Nilay Patel at Engadget has an excellent breakdown of the details of Apple’s complaints. Like nearly all patent litigation, the case is highly technical and bone dry. But the case is likely to proceed in a predictable fashion.
Apple has actually brought two separate cases, one in U.S. District Court in Delaware. the other before the U.S. International Trade Commission. As my former colleague Arik Hesseldahl points out, the ITC has become an increasingly popular venue for patent infringement cases, both because it moves much faster than the federal courts and because it is easier to get an importation ban from the ITC than it is to get an injunction from a federal judge. The ITC, however, cannot award monetary damages, while federal courts can force infringers to pay three times the actual damages.

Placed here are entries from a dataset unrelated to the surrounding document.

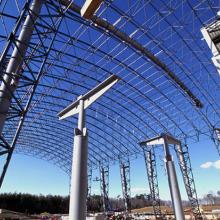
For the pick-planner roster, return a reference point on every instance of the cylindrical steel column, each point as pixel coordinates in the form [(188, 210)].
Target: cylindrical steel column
[(11, 77), (78, 192), (173, 184)]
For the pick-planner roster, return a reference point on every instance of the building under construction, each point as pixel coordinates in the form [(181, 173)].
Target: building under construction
[(126, 77)]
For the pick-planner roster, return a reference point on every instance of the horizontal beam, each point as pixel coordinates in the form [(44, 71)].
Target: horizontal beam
[(159, 140), (89, 8), (89, 97)]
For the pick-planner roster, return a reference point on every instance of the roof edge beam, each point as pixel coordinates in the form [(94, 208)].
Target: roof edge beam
[(124, 37)]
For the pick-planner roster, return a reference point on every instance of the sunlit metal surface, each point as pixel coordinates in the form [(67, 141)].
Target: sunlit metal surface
[(145, 103)]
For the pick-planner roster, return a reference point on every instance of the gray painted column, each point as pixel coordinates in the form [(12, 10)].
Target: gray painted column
[(78, 192), (11, 77), (173, 184)]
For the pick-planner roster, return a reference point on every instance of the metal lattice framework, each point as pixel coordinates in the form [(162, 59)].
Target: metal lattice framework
[(186, 169), (169, 83)]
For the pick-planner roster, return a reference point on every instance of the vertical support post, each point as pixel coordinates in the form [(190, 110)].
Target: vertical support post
[(186, 169), (89, 188), (11, 77), (104, 181), (78, 194), (173, 183), (150, 161), (125, 181)]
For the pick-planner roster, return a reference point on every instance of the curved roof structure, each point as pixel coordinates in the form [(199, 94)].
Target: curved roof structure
[(168, 81)]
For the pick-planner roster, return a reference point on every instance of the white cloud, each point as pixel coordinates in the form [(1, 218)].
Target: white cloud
[(207, 165), (217, 164)]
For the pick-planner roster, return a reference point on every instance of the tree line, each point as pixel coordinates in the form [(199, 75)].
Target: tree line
[(36, 204)]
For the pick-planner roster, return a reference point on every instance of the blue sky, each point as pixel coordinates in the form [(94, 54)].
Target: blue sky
[(35, 176)]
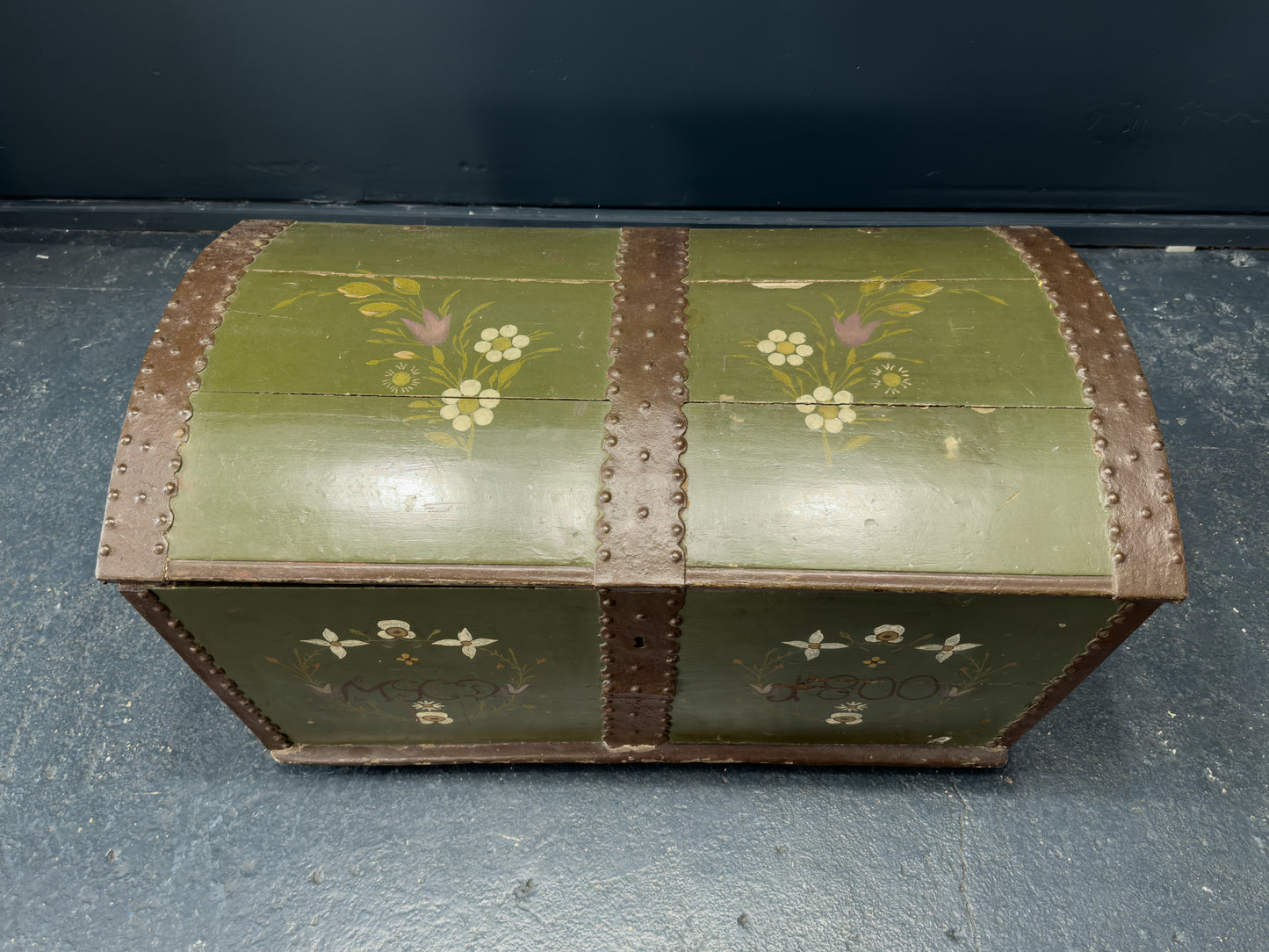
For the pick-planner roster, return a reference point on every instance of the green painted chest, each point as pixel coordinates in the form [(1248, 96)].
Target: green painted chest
[(428, 494)]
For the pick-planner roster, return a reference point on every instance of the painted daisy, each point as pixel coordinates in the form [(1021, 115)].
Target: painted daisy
[(826, 410), (501, 343), (468, 404), (783, 348)]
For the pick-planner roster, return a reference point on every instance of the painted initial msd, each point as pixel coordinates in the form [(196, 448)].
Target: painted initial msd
[(898, 528)]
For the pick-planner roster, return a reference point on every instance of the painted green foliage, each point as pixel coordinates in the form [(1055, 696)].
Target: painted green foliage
[(869, 667), (448, 667), (821, 362), (473, 364)]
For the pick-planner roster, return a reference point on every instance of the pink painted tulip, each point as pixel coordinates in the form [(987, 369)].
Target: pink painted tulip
[(433, 330), (853, 331)]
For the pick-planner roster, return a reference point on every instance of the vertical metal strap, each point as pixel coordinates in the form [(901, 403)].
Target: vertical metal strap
[(640, 561)]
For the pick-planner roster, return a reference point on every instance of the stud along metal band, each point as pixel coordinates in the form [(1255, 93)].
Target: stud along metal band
[(640, 563), (139, 508)]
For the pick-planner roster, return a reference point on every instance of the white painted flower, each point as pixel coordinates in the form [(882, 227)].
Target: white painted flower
[(813, 645), (468, 404), (333, 641), (401, 379), (847, 714), (501, 343), (826, 410), (430, 712), (887, 633), (393, 629), (466, 643), (948, 647), (783, 348), (891, 379)]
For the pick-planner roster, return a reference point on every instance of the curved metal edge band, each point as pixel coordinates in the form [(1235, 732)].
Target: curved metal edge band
[(202, 664), (792, 754), (144, 479), (640, 563), (1143, 526), (1122, 624)]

The ITC’s power to ban imports is a potent weapon in cases involving electronics since nearly everything is manufactured outside the U.S. But while the ITC issues these bans frequently, they hardly ever actually take effect. Instead, they are a very powerful incentive to settle the case. ITC rulings can, however, be appealed to the Court of Appeals for the Federal Circuit, a specialized panel that handles patent cases.
Patent cases in the federal courts are notorious for taking forever to resolve. It generally takes a couple of years just to get a case to trial, and it’s not unusual for a patent dispute to bounce back and forth between trial courts and appeals courts for years. The drawn-out patent battle between Research In Motion and NTP involved only one appeal and still lasted for six years before RIM finally settled,
Probably the most important factor in determining how this case will play out is whether HTC holds patents that it can claim Apple has infringed. It could then file counter-complaints (and yes, the ITC could prohibit the importation of Chinese-made iPhones even though Apple is a U.S. company). That would open the door to a cross-licensing agreement, probably the most common ending to a patent dispute where both parties actually produce product and own intellectual property. But even that is unlikely to occur before there have been some hearings before a judge or the ITC that allow the parties to assess the relative strength of their cases.
In the end, it is unlikely that anyone is going to prevent anyone else from importing phones or even forcing significant changes in products. One way or another, the case will eventually be settled. The real significance of the litigation is that what is increasingly turning into a smartphone war of Apple versus everyone else is getting much, much nastier.